“Are any of the victims,” Ben said, “this foster mother?”
“No,” Hernandez said. “Long Beach checked that out. She’s been dead for five years.”
“Natural causes?”
“Stabbed in the liver with a kitchen knife.”
“Another foster kid?” Ben said.
“You got it.” Hernandez nodded.
“Man,” Carolina said. “I hate the psychos with painful pasts.”
Marco threw the file on the table. “Ugly memories,” he said, referencing the killer’s song. “No doubt.”
Ben found the pictures of Ricardo as a twelve-year-old, when he was first put into foster care. His face looked swollen, the skin cracked at the edges of his lips. His hair was a strange red color, as though the red had been washed out of it and the stain remained. He tried to smile for the camera, his front teeth too big for his face, one canine stabbing sideways into his lip. No dental care in a basement. His eyes were yawned open, nocturnal, as though they were trying to suck in the light. Ben found the next shot, when he was thirteen and incarcerated at CYA. His jaw clenched so that the muscle showed, inverted triangles for cheekbones, a homemade tattoo scratched into his neck.
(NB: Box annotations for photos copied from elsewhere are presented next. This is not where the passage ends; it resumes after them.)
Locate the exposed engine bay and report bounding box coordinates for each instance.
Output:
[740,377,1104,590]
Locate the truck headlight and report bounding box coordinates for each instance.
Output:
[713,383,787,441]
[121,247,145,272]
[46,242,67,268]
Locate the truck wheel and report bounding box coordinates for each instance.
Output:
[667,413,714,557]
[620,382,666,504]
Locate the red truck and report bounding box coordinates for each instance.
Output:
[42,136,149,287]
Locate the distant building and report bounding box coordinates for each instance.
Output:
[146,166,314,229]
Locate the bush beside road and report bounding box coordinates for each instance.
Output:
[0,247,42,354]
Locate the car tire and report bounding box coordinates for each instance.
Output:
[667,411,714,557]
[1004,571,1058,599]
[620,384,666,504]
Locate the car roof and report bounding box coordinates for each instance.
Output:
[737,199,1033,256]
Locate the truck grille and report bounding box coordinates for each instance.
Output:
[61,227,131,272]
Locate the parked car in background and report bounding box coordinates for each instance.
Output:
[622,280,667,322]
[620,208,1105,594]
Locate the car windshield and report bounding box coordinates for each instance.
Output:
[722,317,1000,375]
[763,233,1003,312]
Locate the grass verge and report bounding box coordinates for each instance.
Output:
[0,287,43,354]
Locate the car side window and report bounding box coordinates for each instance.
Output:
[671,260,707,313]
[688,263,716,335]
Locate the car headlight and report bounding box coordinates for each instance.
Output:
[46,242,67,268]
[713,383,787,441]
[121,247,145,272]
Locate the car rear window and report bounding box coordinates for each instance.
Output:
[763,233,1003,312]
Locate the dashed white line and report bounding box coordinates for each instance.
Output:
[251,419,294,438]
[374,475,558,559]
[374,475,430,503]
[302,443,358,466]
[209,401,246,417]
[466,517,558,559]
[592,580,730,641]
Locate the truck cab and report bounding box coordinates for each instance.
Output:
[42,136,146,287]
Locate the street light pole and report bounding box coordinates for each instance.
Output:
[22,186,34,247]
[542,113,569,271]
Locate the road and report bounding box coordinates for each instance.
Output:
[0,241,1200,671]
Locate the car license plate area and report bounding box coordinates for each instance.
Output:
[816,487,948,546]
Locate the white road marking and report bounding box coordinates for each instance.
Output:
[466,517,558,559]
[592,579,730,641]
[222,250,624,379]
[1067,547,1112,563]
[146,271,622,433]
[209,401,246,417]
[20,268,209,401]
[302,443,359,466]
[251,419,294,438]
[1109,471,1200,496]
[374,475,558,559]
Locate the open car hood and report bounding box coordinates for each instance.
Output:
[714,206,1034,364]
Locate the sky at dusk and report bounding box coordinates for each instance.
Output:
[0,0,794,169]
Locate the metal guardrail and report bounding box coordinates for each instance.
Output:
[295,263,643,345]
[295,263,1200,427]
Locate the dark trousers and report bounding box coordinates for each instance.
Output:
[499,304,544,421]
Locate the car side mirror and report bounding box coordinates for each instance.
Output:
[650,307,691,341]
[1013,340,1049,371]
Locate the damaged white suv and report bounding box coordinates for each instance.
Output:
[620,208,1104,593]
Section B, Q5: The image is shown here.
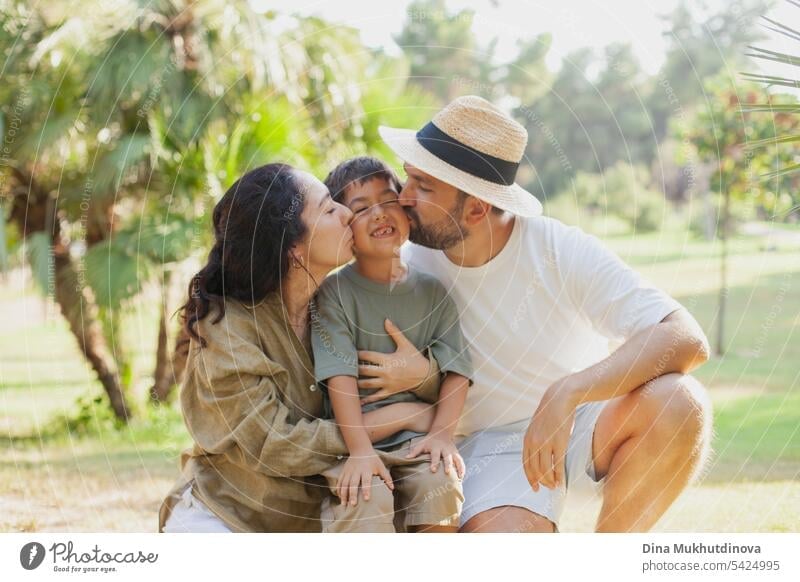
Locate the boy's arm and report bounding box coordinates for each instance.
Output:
[327,376,373,456]
[364,402,436,443]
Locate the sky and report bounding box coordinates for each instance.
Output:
[250,0,800,83]
[251,0,712,73]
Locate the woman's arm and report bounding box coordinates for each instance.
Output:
[327,376,373,455]
[363,402,436,443]
[186,320,347,477]
[358,319,441,404]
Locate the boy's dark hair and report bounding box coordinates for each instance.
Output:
[325,156,403,202]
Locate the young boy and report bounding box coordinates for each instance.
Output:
[312,157,472,532]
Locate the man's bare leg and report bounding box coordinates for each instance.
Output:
[593,374,712,532]
[459,505,555,533]
[408,525,458,533]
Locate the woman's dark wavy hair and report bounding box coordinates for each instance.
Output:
[179,164,306,347]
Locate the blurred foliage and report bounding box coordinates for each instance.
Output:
[547,162,670,233]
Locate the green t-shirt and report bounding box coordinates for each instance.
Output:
[311,263,472,449]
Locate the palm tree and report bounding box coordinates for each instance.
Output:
[0,0,438,421]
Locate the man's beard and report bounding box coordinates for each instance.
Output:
[404,205,469,251]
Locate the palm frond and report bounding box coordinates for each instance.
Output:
[740,73,800,89]
[744,134,800,149]
[761,164,800,179]
[761,16,800,40]
[740,103,800,113]
[745,46,800,67]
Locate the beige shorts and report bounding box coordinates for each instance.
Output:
[320,436,464,533]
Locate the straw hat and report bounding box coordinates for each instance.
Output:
[378,95,542,216]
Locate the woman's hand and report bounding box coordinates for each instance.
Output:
[336,449,394,506]
[358,319,431,405]
[406,431,465,479]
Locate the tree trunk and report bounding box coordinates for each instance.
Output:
[716,192,731,356]
[9,173,130,422]
[54,251,130,422]
[150,270,174,402]
[150,273,189,403]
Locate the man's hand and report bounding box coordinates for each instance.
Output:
[406,432,465,479]
[522,382,576,491]
[336,449,394,505]
[358,319,431,406]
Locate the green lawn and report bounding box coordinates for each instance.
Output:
[0,227,800,531]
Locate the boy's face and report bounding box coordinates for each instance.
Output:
[342,178,409,259]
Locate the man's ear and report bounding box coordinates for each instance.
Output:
[464,195,492,226]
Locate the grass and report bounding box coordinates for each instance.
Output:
[0,227,800,532]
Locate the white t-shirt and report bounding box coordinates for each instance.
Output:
[402,216,681,436]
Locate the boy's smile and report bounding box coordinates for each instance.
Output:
[342,177,409,259]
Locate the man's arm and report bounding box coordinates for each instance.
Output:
[560,309,710,407]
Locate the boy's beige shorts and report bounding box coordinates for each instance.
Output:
[320,436,464,533]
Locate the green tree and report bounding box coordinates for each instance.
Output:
[0,0,424,421]
[681,75,800,354]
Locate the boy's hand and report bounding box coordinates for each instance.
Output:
[406,432,465,479]
[336,449,394,506]
[358,319,431,406]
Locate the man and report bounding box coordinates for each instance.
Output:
[372,96,711,532]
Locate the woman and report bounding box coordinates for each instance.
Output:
[159,164,438,532]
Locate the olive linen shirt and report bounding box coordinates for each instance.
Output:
[158,292,440,532]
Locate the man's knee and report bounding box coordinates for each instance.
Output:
[460,505,555,533]
[637,374,712,449]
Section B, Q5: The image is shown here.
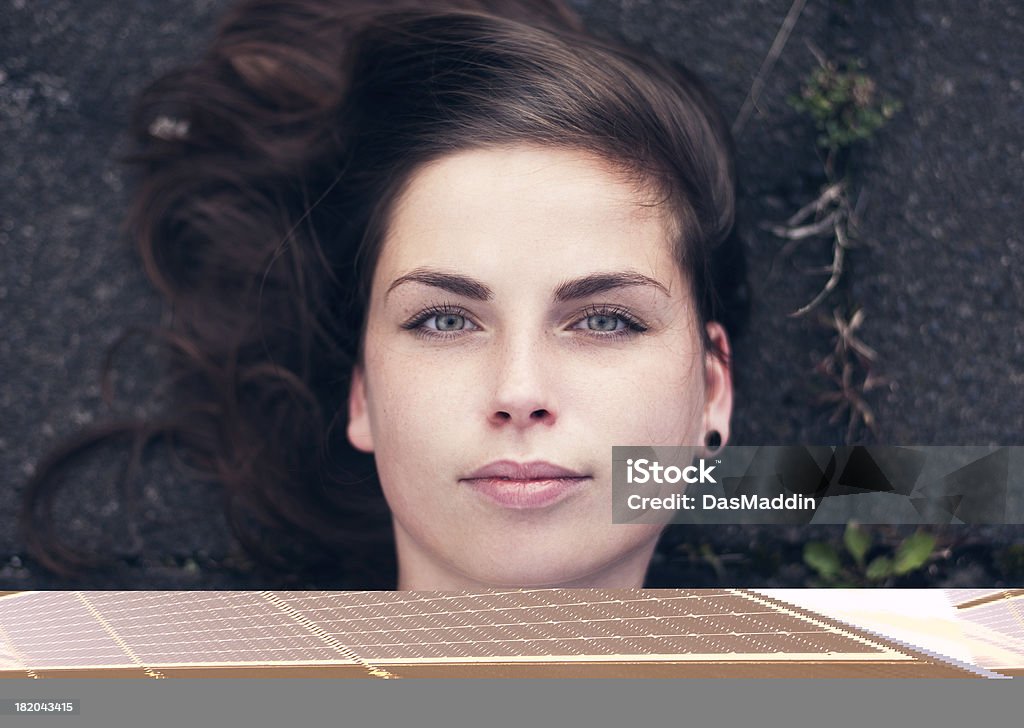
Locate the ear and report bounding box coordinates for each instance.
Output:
[347,366,374,453]
[705,322,732,444]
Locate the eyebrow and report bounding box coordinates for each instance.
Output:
[385,268,672,303]
[385,268,495,301]
[555,270,672,302]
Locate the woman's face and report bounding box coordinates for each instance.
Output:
[348,145,732,589]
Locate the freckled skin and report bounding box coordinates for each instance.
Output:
[348,146,732,589]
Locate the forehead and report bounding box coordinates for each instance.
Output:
[377,146,679,287]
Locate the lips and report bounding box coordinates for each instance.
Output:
[462,460,591,509]
[463,460,588,480]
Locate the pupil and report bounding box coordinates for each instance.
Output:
[437,313,463,331]
[590,315,618,331]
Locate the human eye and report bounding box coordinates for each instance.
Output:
[572,306,647,337]
[401,304,479,339]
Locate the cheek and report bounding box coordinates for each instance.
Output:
[564,349,705,445]
[367,350,472,446]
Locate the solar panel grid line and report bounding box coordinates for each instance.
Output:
[75,592,164,680]
[0,623,39,680]
[3,592,135,668]
[746,592,909,650]
[259,592,397,680]
[0,590,991,677]
[79,592,338,665]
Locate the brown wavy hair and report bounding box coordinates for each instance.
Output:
[23,0,745,588]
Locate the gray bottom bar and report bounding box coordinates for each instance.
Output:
[0,679,1024,728]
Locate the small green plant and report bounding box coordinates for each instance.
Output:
[804,521,936,587]
[765,54,900,442]
[788,57,900,160]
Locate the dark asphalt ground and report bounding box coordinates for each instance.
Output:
[0,0,1024,589]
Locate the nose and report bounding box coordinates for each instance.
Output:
[487,333,557,429]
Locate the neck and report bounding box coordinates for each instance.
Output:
[395,524,657,592]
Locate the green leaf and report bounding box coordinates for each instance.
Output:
[893,530,935,573]
[843,521,871,567]
[804,541,843,580]
[864,556,893,582]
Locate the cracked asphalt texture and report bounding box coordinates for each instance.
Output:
[0,0,1024,589]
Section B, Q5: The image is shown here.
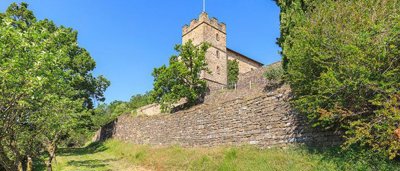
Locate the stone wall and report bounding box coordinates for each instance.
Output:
[136,103,161,116]
[97,85,341,147]
[227,49,262,74]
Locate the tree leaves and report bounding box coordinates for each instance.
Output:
[152,40,210,111]
[277,0,400,158]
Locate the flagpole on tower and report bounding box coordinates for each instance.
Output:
[203,0,206,12]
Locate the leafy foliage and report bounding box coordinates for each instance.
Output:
[0,3,109,170]
[92,92,153,127]
[152,40,209,111]
[264,66,284,82]
[277,0,400,158]
[228,59,239,88]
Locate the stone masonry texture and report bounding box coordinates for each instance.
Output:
[94,65,341,148]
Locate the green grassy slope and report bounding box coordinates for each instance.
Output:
[55,140,400,171]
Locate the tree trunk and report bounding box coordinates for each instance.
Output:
[46,144,57,171]
[26,156,33,171]
[18,161,24,171]
[46,156,53,171]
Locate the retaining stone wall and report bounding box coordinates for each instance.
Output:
[96,85,341,147]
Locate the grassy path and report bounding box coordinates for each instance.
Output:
[54,144,148,171]
[54,140,400,171]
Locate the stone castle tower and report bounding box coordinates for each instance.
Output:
[182,12,263,90]
[182,12,228,87]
His eyes hardened and black-looking, as though the pupils had swallowed the irises. The last photo was the adult Ricardo, twenty-one and booked for nearly strangling the prostitute. His face was all angles, his cheekbone knives ready to cut open the surface of the skin. He smirked in the picture, stared straight into the camera and gave it a crooked look of contempt. He was gone, completely gone.
“Last residence?” Marco said.
“Apple Valley,” Hernandez said.
“The desert.” Carolina closed the file.
“A year ago,” Hernandez said. “No address since. Apple Valley’s checking the place this morning. But it’s been rented out for nine months.”
“Make of car?” Ben asked.
“A 1980 Toyota Tercel.”
Ben remembered the car from last night.
“The back taillight cover was smashed out,” he said. “Just the naked bulb.” He flashed on the car that had passed him when he sat outside Wakeland’s apartment, too. A black Toyota Tercel. Shit, the killer had driven right past him.
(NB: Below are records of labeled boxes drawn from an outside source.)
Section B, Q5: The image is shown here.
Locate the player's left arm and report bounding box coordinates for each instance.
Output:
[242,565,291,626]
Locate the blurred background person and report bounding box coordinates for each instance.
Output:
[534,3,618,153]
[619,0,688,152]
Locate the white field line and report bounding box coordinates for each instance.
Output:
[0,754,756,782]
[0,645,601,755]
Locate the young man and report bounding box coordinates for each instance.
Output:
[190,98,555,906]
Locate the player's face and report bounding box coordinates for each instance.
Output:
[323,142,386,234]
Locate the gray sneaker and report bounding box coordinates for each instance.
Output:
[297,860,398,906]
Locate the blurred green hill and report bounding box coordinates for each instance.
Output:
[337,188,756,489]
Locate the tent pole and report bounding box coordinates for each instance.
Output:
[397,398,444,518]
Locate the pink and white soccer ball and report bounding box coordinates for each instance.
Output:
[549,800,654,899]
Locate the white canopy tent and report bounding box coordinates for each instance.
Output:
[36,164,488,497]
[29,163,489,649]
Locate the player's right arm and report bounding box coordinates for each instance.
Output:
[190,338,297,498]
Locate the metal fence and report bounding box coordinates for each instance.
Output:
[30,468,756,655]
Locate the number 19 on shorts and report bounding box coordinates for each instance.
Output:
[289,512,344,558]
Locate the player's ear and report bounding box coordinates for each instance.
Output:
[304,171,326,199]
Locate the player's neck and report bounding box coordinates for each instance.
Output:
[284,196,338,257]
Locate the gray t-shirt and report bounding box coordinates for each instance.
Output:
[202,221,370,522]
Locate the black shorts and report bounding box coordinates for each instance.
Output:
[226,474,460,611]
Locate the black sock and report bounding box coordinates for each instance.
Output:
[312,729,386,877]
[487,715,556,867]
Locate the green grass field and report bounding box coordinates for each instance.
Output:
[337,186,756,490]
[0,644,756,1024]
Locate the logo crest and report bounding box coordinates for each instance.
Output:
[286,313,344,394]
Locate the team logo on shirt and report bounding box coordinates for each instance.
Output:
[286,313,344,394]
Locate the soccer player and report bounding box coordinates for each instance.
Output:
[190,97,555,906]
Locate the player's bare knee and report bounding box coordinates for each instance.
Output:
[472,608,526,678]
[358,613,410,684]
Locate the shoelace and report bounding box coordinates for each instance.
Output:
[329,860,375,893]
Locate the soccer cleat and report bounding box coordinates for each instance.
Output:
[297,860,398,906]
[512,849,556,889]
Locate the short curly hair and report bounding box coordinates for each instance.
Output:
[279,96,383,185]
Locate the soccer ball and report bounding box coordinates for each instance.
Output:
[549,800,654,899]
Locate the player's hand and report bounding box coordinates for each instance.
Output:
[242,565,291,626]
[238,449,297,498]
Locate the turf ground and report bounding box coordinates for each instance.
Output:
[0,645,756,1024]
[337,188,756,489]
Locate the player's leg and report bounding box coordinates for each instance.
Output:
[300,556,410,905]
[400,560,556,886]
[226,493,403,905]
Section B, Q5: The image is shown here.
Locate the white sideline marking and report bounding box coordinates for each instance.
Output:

“Not exactly a bat out of hell,” Marco said.
“Practical.” Carolina shrugged. “Gets good gas mileage.”
“Get a few hours’ rest,” Hernandez said. “Then start hitting the coffee. Everyone’s on tonight.”
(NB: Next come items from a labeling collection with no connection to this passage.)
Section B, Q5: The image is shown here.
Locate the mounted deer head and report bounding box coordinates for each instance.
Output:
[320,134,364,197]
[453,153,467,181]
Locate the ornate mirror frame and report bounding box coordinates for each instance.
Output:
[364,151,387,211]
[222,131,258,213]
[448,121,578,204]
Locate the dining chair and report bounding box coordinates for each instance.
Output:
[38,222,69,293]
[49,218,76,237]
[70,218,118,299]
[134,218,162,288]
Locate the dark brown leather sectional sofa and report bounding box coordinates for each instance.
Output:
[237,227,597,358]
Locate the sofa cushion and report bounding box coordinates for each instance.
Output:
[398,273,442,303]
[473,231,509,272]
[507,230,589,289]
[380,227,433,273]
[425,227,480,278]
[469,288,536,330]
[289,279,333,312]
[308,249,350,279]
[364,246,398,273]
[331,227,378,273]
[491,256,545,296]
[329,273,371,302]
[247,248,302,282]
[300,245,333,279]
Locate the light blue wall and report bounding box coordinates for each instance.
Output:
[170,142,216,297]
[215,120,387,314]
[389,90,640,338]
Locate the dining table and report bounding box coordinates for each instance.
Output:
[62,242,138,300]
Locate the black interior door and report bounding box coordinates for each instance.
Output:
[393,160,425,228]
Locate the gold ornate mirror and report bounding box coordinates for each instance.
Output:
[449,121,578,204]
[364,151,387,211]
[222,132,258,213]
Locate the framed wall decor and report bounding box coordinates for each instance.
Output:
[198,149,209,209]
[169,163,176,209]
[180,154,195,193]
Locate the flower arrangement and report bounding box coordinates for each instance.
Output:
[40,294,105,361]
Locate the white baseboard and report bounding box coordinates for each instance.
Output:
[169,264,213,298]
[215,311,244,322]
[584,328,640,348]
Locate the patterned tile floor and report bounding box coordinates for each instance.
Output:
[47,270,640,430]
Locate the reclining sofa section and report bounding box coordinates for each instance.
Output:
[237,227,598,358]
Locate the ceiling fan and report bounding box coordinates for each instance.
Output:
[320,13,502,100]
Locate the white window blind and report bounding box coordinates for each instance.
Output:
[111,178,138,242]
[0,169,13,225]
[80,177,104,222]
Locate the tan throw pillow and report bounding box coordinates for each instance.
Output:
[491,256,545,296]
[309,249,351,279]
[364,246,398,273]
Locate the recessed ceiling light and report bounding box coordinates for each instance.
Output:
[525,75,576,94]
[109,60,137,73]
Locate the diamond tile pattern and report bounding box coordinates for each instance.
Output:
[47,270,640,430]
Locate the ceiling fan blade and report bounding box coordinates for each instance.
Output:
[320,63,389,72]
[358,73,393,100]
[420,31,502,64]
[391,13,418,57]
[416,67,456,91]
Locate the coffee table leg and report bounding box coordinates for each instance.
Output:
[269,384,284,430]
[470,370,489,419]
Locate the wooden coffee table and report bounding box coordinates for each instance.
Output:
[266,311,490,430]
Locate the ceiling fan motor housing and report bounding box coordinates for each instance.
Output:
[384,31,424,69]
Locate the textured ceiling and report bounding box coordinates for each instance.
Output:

Chairs slid across the floor, cups were thrown in the trash, but Ben stayed in his seat, reading the file. Jesus, locked in a basement for six years. Created his own language. Ben couldn’t move; he’d seen terrible things before, but nothing like this.
“Ben,” Hernandez said.
“Lieutenant.”
“Thought I’d lost you for a second.”
“I remember this case,” Ben said. “Kid locked in a basement. Made headlines for a few days, ten or so years ago.”
“Yeah,” Hernandez said. “The house was up in Norwalk, I think. Some old house with a basement.”
“Jesus,” Ben said. “There are monsters in the world.”
“You’re just now coming to that conclusion?”
“How can you do that to a kid?”
“Don’t get sentimental on me. He’s not a kid anymore,” Hernandez said. “Listen, I’ve got a special assignment for you.”
—
NATASHA WAS DRIVING down the Pacific Coast Highway, riding the cliffs of south Laguna, glimpses of turquoise coves between white high-rise hotels and squat bungalows with squares of manicured Bermuda grass. Salt Creek Beach curved below like bleached whalebone, the surfers carving hollowed-out swells, their wakes contrailing the water. The radio buzzed with Night Prowler coverage—a hotline had been set up, an award offered, lock your doors and close your windows, no matter how hot it gets. Ten minutes and the bay at Dana Point unfolded, the rock jetties and cement breakwater sheltering slips of white-hulled boats. Out in the open water, a tall ship, its muslin sails stretched triangular in the wind, leaned out to sea. And beyond the ship nothing but an opaque blue arcing slightly with the curve of the earth. It was beautiful, unbelievably so, but today it felt like a lie, this beauty, like something false and dissembling.
It had taken her only three hours to hunt down the Prestons, that was it. They were unlisted in the white and yellow pages, had severed ties with their former neighbors. She had called down to the Dana Point Police and asked if there were any arrest records—DUIs, outstanding parking tickets—if there were any filed complaints, any police reports. Nothing. She found them then by calling down to the Dana Point assessor’s office: 20019 Bonita Agua Street, purchased June 1979. She simply couldn’t believe Ben didn’t know about them. He must know. He just didn’t want to know.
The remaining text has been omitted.